They both looked around at the scene, Frankie’s lips parted but nothing coming out.
“This has been a long time coming, Frankie.” She finally sighed and shrugged, looking exhausted. “I think we’re both ready to move on from this constant state of limbo…walking on eggshells for Alondra’s sake. She deserves to see us happy as she grows up.”
“I take that to mean you’ve met someone else,” he chuckled and looked down at his boot, struck by the sudden collapse of his family, but not as hurt by his fiancé’s infidelity as he thought he would’ve been.
“He’s a single dad. His son goes to Alondra’s day care, and we, uh, just got to talking one day.” She frowned a bit as she watched him avoid her eyes. “I didn’t mean for it to happen, Frankie.”
“No, it’s fine.” He lifted his eyes and brushed off his hurt, shrugging. “Long as you’re happy. And as long as I still get to see my daughter.”
“Of course! No, yeah. We’re not…Alondra’s not going anywhere. You may not be the man for me, but you are the man for her. You’re her dad.” That almost did it—almost made him break—but he swallowed it down, nodding as he walked over to his eight-month-old and picking her up. He kissed her cheek and lingered there for a moment, knowing that these moments would now be split up 50/50.

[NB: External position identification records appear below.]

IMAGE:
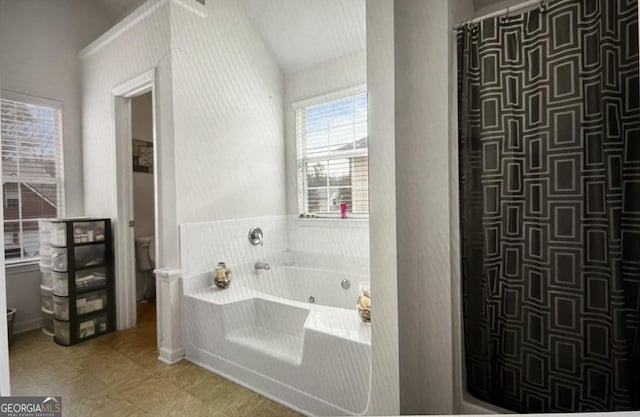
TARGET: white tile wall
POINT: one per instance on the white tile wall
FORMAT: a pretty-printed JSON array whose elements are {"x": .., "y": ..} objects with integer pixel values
[
  {"x": 203, "y": 245},
  {"x": 335, "y": 244}
]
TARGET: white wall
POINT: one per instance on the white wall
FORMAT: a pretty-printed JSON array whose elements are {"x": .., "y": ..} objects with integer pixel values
[
  {"x": 385, "y": 385},
  {"x": 228, "y": 101},
  {"x": 123, "y": 53},
  {"x": 39, "y": 40},
  {"x": 422, "y": 149}
]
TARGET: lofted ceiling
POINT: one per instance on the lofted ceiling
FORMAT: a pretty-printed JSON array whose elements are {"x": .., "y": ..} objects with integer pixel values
[
  {"x": 115, "y": 10},
  {"x": 303, "y": 33},
  {"x": 300, "y": 33}
]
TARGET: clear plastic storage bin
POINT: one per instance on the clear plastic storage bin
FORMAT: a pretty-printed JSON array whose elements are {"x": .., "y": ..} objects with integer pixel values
[
  {"x": 46, "y": 277},
  {"x": 86, "y": 280},
  {"x": 58, "y": 234},
  {"x": 84, "y": 232},
  {"x": 61, "y": 307},
  {"x": 86, "y": 328},
  {"x": 90, "y": 302},
  {"x": 44, "y": 229},
  {"x": 47, "y": 322},
  {"x": 59, "y": 281},
  {"x": 59, "y": 259},
  {"x": 87, "y": 256},
  {"x": 47, "y": 298},
  {"x": 91, "y": 278},
  {"x": 85, "y": 304}
]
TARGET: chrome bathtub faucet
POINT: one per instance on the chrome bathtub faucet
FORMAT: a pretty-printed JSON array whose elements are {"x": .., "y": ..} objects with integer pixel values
[{"x": 262, "y": 265}]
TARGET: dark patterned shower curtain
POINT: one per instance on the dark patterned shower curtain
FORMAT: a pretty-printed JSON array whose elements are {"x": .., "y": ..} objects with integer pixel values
[{"x": 550, "y": 207}]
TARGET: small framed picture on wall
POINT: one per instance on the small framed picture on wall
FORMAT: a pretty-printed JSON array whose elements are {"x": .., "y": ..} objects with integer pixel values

“Alright, baby. Daddy, uh, daddy will see you soon.” He kissed her again and set her back down, biting his cheek as he watched her smile up at him.
“Where will you go?”
“Santi’s. We’ll, uh, we’ll come by this week to get everything.” Frankie scratched his neck and grabbed the duffel she’d just packed for him, his footsteps heavy as he jogged down the stairs, grabbing the few bags he could carry along with the one he’d just brought back with him from his trip and leaving without another word.
One long month later, and here he was, sat in his lonely and mildly pathetic studio apartment—sick with the Coronavirus.
“I’m supposed to stay quarantined for how long?” He sat on the phone with the clinic he went to go take the test at, the doctor informing him that at least two weeks quarantine was recommended, and then he should come in and get a test to be positive he was Covid-free. “Right. Great. Okay, thank you.”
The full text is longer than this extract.